Mango Smoothie Bowl

1 serving

1 cup frozen mango
½ cup coconut water
¼ cup coconut cream
1 scoop collagen powder
1 Tbsp desiccated coconut
dash of vanilla
1 tsp baobab powder

Blend all ingredients together until smooth

Garnish
Toasted coconut flakes
Seasonal berries
Sunflower seeds

Health Yourself Salmon Poke Bowl

For the Soya Dressing:
3 Tbsp soya sauce
½ chopped chilli
½ tsp ginger
½ tsp garlic
1 Tbsp coriander leaves
1 Tbsp lime
1 Tbsp honey
80ml rice wine vinegar
2 Tbsp olive oil
Salt and pepper

For the Poke Bowl:
1 cups shredded green leaf lettuce
½ cup shredded white cabbage
½ cup shredded red cabbage
1 carrot shredded
250g portion salmon
1 small cucumber, seeded and sliced
1 ripe pineapple, peeled and cubed
1 semi-ripe avocado, cubed
¼ cup edamame beans, podded

Garnishes: Chopped coriander, spring onions, toasted black sesame seeds, pickled ginger

Serve with: Cooked black rice

Make soya dressing: Blitz all the dressing ingredients together in a blender and season with salt and pepper.

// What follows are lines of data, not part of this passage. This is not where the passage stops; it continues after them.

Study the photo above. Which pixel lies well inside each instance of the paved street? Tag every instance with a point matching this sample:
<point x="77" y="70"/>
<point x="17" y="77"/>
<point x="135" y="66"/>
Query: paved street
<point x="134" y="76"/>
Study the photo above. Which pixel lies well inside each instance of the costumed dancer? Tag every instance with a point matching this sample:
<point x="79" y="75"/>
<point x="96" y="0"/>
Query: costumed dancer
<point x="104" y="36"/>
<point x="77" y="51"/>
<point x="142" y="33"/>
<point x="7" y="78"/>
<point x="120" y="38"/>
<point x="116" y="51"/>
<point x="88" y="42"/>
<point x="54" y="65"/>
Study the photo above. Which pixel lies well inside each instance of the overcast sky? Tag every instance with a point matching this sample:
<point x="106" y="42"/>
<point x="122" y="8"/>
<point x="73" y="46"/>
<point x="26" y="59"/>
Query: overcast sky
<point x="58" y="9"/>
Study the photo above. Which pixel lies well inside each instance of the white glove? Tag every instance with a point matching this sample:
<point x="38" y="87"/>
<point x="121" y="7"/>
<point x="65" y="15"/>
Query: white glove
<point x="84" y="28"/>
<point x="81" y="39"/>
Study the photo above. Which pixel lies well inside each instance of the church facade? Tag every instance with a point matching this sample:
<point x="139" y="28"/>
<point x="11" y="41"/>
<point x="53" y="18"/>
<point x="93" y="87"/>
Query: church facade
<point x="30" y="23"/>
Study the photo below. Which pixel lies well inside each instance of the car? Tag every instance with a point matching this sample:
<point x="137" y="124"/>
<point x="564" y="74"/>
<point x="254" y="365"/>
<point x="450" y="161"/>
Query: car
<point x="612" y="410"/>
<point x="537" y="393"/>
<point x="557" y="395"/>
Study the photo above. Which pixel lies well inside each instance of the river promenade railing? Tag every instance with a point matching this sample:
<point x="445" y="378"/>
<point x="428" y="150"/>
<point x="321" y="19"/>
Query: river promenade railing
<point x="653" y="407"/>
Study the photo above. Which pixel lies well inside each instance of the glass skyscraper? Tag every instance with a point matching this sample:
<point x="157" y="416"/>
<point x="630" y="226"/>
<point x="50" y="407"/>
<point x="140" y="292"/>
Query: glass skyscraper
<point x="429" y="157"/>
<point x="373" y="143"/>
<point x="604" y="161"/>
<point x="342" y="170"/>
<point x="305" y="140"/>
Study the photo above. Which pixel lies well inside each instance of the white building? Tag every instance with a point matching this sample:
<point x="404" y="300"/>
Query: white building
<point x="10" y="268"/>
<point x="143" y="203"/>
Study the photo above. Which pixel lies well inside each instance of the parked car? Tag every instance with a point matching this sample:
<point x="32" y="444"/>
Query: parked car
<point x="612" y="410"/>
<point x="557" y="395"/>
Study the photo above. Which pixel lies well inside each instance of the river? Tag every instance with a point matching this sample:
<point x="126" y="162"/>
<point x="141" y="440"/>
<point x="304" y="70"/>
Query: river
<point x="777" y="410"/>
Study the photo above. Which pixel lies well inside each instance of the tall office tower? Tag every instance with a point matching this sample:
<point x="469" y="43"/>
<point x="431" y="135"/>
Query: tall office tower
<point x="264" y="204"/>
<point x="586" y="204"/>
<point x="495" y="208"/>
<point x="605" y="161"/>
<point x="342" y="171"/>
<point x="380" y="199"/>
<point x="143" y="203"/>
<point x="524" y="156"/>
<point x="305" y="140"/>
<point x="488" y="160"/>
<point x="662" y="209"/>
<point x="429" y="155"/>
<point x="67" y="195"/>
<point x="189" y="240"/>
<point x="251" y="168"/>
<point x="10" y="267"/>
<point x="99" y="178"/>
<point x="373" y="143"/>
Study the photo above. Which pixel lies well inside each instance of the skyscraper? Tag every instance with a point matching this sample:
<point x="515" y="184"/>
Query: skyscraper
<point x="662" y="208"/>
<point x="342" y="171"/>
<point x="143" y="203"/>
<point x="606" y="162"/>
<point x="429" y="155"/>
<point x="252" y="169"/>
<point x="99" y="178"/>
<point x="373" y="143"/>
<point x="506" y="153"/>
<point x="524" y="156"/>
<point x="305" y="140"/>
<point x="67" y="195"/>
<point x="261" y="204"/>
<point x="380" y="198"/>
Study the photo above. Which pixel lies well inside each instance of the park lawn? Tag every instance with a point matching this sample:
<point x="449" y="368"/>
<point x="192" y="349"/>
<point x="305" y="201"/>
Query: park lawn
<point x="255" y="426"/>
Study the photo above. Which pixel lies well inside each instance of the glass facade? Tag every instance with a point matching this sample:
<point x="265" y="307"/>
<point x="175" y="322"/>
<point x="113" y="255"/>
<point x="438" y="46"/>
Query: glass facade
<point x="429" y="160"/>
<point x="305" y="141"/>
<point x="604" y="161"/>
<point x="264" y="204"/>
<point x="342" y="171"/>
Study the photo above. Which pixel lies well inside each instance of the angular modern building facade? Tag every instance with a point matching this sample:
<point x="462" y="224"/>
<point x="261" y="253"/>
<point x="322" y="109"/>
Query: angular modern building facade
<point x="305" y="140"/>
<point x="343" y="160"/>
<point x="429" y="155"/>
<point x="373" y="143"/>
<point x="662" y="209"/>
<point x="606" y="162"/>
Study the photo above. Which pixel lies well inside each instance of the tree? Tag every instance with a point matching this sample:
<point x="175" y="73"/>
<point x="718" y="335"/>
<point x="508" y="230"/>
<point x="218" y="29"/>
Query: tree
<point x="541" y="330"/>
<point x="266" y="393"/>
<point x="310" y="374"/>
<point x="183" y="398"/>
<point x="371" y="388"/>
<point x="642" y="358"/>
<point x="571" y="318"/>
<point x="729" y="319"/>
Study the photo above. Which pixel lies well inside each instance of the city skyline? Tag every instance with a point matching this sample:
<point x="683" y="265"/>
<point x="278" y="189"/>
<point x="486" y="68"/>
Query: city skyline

Heat a frying pan with a little olive oil. Season each side of your salmon with salt and pepper and place in the hot frying pan. Cook on each side for +-3 minutes until your desired doneness. Allow to cool and break up gently.

Assemble bowls: Divide cooked rice into 4 smaller bowls or 2 larger bowls. Evenly layer each bowl according to order: Lettuce, cucumber, pineapple, beans, cabbage, avocado and flaked salmon. Layer with chopped coriander, spring onions, sesame seeds and pickled ginger as desired. Drizzle with your dressing.

For a salad jar place your dressing into a separate container.